The EU-Russia summit revealed the emptiness at the core of the two political zones' "strategic partnership." The EU needs a new strategy in order to prevent a new Cold War with Russia, writes DW's Ingo Mannteufel.
It was one of the shortest EU-Russia summits - a little more than a three-hour exchange at a general level and without tangible bigger results. It's no surprise that relations between the European Union and Russia currently yield little. Ahead of the talks, EU Council President Herman van Rompuy said, "This summit is an opportunity for a genuine joint reflection on the nature and direction of the EU-Russia strategic partnership."
Brussels' outmoded perspective
The cause for this weakness in European-Russian relations does not stem from differences over visa regulations or fees for flights over Siberia. Also, the explosive developments in Ukraine are less the reason for tensions than the result of a deeper-seated problem that divide the EU and Russia now.
Putin is positioning Russia as a great power that understands itself as part of a comprehensive geopolitical power struggle in which the EU is also competing. This is also the context for Putin's domestic agenda. After the EU called Putin to task for years with reminders on European values, Putin is now turning the tables with his sharply conservative take on traditional morality. According to him, Europe's purportedly excessive liberality and tolerance for sexual minorities betray Christian-European values.
Russia's Eurasian Union versus the EU
In order to stand against the economic and political power centers of the EU, the US and China into the future, Russian foreign policy has increasingly turned to the post-Soviet region in recent years under Putin. The goal is creating a Eurasian Union centered on Russia that stands in competition to the EU's model of integration.
That's exactly why the situation in Ukraine has grown so explosive over the last year, because in Europe's second largest state by area, the two integration agendas are colliding. Ukraine will decide the fate of the Eurasian Union Putin is spurring on. It was naively optimistic of Brussels not to think that Putin would do everything in his power to stop Ukraine from entering into an association agreement with the EU.
It was also negligent of the EU to view Ukrainian President Yanukovych, with his authoritarian governing style, as a reliable partner for such an agreement while also failing to consider Russia's role in the broader political context.
Pragmatism over confrontation
For the EU, the result is not just a failed political strategy on Ukraine. Its relationship with Russia is now fraught with growing tensions and misunderstandings that increasingly contradict the proclaimed "strategic partnership." Meanwhile, an expanding group is calling for a more confrontational approach to Russia due to the country's handling of Syria, Ukraine and other issues.

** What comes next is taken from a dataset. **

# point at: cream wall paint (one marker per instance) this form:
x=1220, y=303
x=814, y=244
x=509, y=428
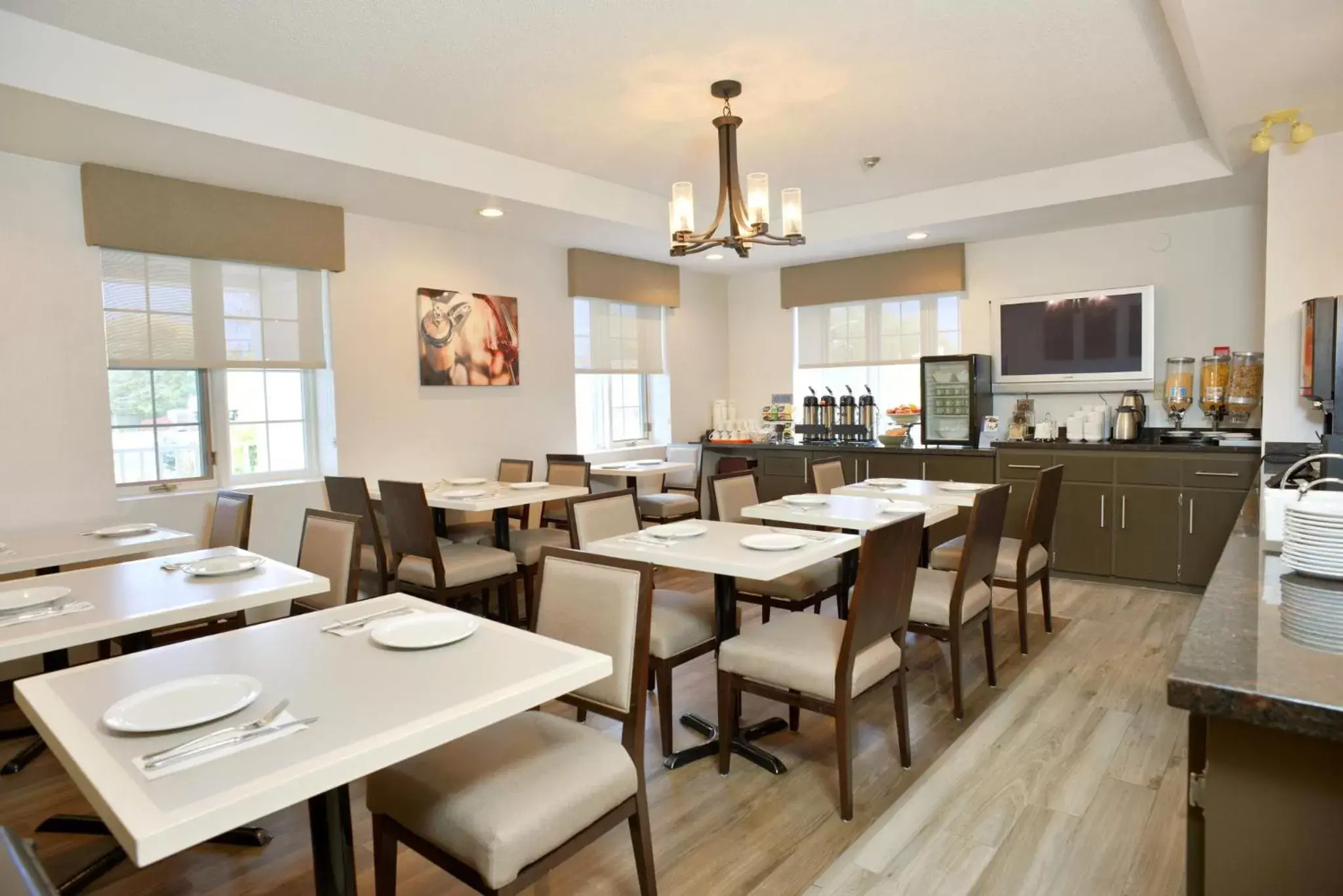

But before a new Cold War emerges, which would likely have wide-ranging and unforeseen disadvantages for Europe and Russia, the EU should develop a new and more pragmatic foreign policy approach toward its neighbor to the east.
The European Union needs to redefine its strategic goals for the Eurasian region and take on Russia's challenge with the Eurasian Union. A strategy that accepts competition with Russia's Eurasian Union, while also using opportunities for cooperation with Russia within that framework, will ultimately be more successful than a confrontational strategy borne of disappointment.